Re: ISSUE-67 (Core - Henri Sivonen): RDFa Core 1.1 LC comments from Henri Sivonen [LC Comment - RDFa Core 1.1] from Toby Inkster on 2010-12-09 (public-rdfa-wg@w3.org from December 2010)

From: Toby Inkster <tai@g5n.co.uk>
Date: Thu, 9 Dec 2010 00:18:21 +0000
To: RDFa Working Group WG <public-rdfa-wg@w3.org>
Cc: sysbot+tracker@w3.org
Message-ID: <20101209001821.1fe146b2@miranda.g5n.co.uk>
On Tue, 07 Dec 2010 15:25:53 +0000
RDFa Working Group Issue Tracker <sysbot+tracker@w3.org> wrote:

> ISSUE-67 (Core - Henri Sivonen): RDFa Core 1.1 LC comments from Henri
> Sivonen [LC Comment - RDFa Core 1.1]

This does not constitute an official WG reply, but just a few of my
jumbled thoughts...

> To be Compatible with Existing Content, RDFa 1.1 doesn't need to be
> backwards compatible in the sense of parsing the same triples out of
> any valid RDFa 1.0 input as RDFa 1.0. Instead, it needs only to
> produce the right triples for the content that's already out there.
> Thus, Compatibility with Existing Content could be mostly achieved by
> performing by hard-coding the meanings of the common prefixes used in
> deployed content that purports to use RDFa.

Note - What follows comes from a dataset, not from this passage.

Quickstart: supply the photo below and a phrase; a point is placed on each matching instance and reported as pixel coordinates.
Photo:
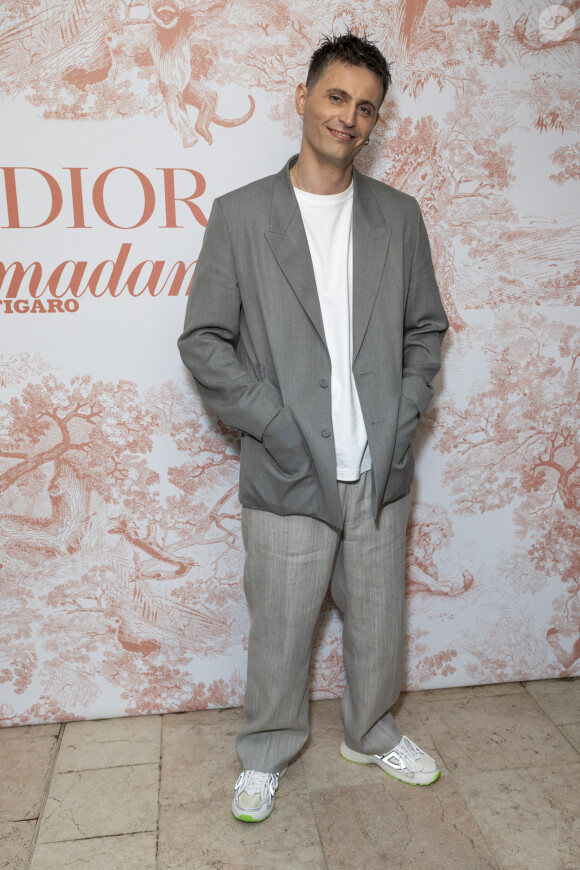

While I can see the advantages of this, I do not think this would work.
There are plenty of CURIE prefixes which are customarily used as
abbreviations for different URI prefixes. While many of them might only
occur in very small sets of existing RDFa content, two spring to mind
that seem very common:

  * "dc" which sometimes refers to http://purl.org/dc/elements/1.1/
    and at other times http://purl.org/dc/terms/. (Occasionally also
    the /1.0/ version but that is vanishingly rare.) While both are
    versions of the same vocabulary, the differences between them were
    considered great enough to assign them different URIs. Conflating
    the two could cause potential harm.

  * "v" is often used to refer to the W3C's vCard vocab, but also
    to Google's Rich Snippets vocab. There is a small overlap between
    these two, but they're substantially different.

>  * It seems questionable that formsplayer.com (site of a product that
> one of the Editors has a commercial interest in) is used in an
> example.

Agreed. I imagine that this was just copied and pasted from an example
in one of the tutorials or demonstrations Mark has published, but it
doesn't look good to be in the spec.

>  * The Creative Commons license example in section 2.2 uses the
> anti-pattern of saying "a Creative Commons license" (instead of
> saying which one of the numerous licenses) in the human-readable
> prose.

+1

>  * I reiterate my previous comment that prefix-based indirection
> confuses authors and complicates implementation. Please use absolute
> URLs only instead of CURIEs. I'm not going to elaborate on this
> point, because I realize that the WG isn't going to change this.

I disagree that this is inherently confusing for authors. In other
technologies indirection (not prefix-based I grant you) is positively
encouraged.

Authors for example are typically advised to use:

	<style type="text/css">
		.important { color: red; }
	</style>
	<span class="important">Red!</span>

Rather than:

	<span style="color:red">Red</span>

The latter is simpler for new authors to grok - they don't have to
learn about the tangled webs of CSS inheritance (which changed BTW
between CSS 1 and 2). But the former does end up as a more flexible and
efficient way of working once you're used to it.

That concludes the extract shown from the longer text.